Summary
The diagnosis of early-stage lung cancer with low-dose CT screening led to high rates of lung cancer-specific survival two decades later.
Lung Cancer Survival High for Patients With Early, Screen-Detected Tumors
The diagnosis of early-stage lung cancer with low-dose CT (LDCT) screening led to high rates of lung cancer-specific survival two decades later, according to I-ELCAP data.
The 20-year lung cancer-specific survival rate was 80% for the 1,285 I-ELCAP participants diagnosed with early-stage disease, reported Claudia Henschke, MD, PhD, of Mount Sinai Icahn School of Medicine in New York City, at the Radiological Society of North America (RSNA) annual meeting.
She also reported 100% lung cancer-specific survival rates for the 139 participants with non-solid cancerous lung nodules and the 155 patients with nodules of part-solid consistency, and a rate of 73% for the 991 participants with solid nodules.
The estimated lung cancer-specific survival for clinical stage IA lung cancers, and for resected pathologic stage IA lung cancers measuring ≤10 mm in average diameter of length and width on the same CT image, was 86%, regardless of consistency.
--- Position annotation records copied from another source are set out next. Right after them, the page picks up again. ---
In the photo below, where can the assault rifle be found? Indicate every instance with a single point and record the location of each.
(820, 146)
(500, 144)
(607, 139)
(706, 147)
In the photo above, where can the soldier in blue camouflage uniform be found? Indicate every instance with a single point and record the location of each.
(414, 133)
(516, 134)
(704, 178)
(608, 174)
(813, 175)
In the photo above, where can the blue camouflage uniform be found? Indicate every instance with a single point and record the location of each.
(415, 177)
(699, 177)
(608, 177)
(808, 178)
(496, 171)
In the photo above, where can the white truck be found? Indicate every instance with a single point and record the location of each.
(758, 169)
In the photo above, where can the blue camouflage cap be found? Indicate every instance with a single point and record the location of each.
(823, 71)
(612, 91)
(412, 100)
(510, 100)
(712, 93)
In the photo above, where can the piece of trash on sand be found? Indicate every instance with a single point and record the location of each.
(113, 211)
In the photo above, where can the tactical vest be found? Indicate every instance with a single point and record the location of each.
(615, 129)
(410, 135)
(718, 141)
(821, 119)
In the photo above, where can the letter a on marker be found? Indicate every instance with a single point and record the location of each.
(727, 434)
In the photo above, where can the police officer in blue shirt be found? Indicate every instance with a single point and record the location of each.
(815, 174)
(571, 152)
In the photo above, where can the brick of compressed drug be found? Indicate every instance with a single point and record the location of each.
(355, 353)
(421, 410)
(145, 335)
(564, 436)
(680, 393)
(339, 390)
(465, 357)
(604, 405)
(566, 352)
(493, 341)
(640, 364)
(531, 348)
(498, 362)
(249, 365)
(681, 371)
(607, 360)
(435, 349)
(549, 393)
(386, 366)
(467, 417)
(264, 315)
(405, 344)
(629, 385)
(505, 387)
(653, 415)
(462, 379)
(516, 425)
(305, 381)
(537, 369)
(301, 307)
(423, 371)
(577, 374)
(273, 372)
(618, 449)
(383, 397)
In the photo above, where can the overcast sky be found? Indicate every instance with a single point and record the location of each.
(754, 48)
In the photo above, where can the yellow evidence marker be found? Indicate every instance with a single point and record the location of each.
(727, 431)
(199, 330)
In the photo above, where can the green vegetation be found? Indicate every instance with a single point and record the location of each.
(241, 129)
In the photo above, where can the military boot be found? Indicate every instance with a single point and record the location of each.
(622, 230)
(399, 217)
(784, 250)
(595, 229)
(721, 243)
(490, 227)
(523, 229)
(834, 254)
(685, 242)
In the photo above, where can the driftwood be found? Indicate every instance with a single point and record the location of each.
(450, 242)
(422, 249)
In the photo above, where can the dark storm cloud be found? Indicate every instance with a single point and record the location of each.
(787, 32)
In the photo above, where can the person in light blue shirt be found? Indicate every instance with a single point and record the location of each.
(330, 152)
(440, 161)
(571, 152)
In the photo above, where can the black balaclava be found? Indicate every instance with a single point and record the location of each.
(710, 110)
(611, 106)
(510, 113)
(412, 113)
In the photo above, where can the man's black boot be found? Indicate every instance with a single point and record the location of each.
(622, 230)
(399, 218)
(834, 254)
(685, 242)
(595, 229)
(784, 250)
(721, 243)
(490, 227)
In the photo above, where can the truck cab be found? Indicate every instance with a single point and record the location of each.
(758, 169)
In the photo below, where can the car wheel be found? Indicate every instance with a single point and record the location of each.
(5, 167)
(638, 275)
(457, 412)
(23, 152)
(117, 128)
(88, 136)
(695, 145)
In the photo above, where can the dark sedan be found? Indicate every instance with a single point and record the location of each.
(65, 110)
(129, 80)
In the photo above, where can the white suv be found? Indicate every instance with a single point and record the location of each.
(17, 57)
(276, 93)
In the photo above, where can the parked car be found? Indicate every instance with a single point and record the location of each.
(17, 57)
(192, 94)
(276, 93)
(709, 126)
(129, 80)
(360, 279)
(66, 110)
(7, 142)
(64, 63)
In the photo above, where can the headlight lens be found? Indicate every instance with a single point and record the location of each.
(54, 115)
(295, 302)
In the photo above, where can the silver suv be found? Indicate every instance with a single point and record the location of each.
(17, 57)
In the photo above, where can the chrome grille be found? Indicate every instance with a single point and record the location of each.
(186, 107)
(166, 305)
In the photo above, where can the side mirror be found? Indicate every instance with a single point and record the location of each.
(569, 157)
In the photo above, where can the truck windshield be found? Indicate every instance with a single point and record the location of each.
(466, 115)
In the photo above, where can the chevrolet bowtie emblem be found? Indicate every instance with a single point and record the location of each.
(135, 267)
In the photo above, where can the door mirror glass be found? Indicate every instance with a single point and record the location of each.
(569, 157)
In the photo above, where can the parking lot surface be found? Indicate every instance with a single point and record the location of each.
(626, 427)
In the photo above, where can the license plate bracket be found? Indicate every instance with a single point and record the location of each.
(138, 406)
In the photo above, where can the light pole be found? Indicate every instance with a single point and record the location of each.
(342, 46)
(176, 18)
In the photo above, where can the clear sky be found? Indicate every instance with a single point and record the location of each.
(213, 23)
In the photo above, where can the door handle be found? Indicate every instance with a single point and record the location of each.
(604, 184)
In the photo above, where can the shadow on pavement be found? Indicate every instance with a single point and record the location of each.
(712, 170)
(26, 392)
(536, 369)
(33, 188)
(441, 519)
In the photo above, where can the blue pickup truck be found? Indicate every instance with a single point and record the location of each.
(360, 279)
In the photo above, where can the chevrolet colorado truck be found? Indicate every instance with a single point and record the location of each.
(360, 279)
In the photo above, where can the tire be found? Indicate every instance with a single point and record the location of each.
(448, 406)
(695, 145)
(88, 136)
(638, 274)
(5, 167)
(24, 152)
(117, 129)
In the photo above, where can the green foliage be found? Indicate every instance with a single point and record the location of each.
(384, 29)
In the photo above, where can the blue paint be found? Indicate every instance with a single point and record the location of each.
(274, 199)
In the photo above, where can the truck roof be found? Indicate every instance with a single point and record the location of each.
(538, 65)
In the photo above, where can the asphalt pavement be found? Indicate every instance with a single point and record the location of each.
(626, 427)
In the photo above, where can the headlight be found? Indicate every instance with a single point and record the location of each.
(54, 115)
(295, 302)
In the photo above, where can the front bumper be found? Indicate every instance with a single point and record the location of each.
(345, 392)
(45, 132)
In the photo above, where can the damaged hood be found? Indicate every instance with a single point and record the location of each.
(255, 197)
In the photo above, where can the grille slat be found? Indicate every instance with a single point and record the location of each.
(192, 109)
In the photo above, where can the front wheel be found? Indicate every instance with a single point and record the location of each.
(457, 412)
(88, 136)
For participants with pathologic stage IA cancers of ≤10 mm, the 20-year lung cancer-specific survival rate was 92%, Henschke stated.
The current study builds on findings from 2006, when I-ELCAP researchers identified a 10-year lung cancer-specific survival rate of 88% for early-stage disease found on LDCT screening.
Henschke told MedPage Today that although lung cancer screening has now been accepted as life-saving therapy, “only about 15% of the people who are eligible to undergo screening are being screened.” She noted that the radiation dose used to screen people for lung cancer is about 10% of the dose used in most mammograms.
“We have made progress in screening, because at the time we started this, there was no screening at all,” she said. “But we still have a long way to go.”
Henschke suggested that there are numerous reasons that lung cancer screening has not caught on with more patients and clinicians, the main being a widespread belief that if lung cancer is detected there isn’t much one can do about it, and that the treatment is draconian.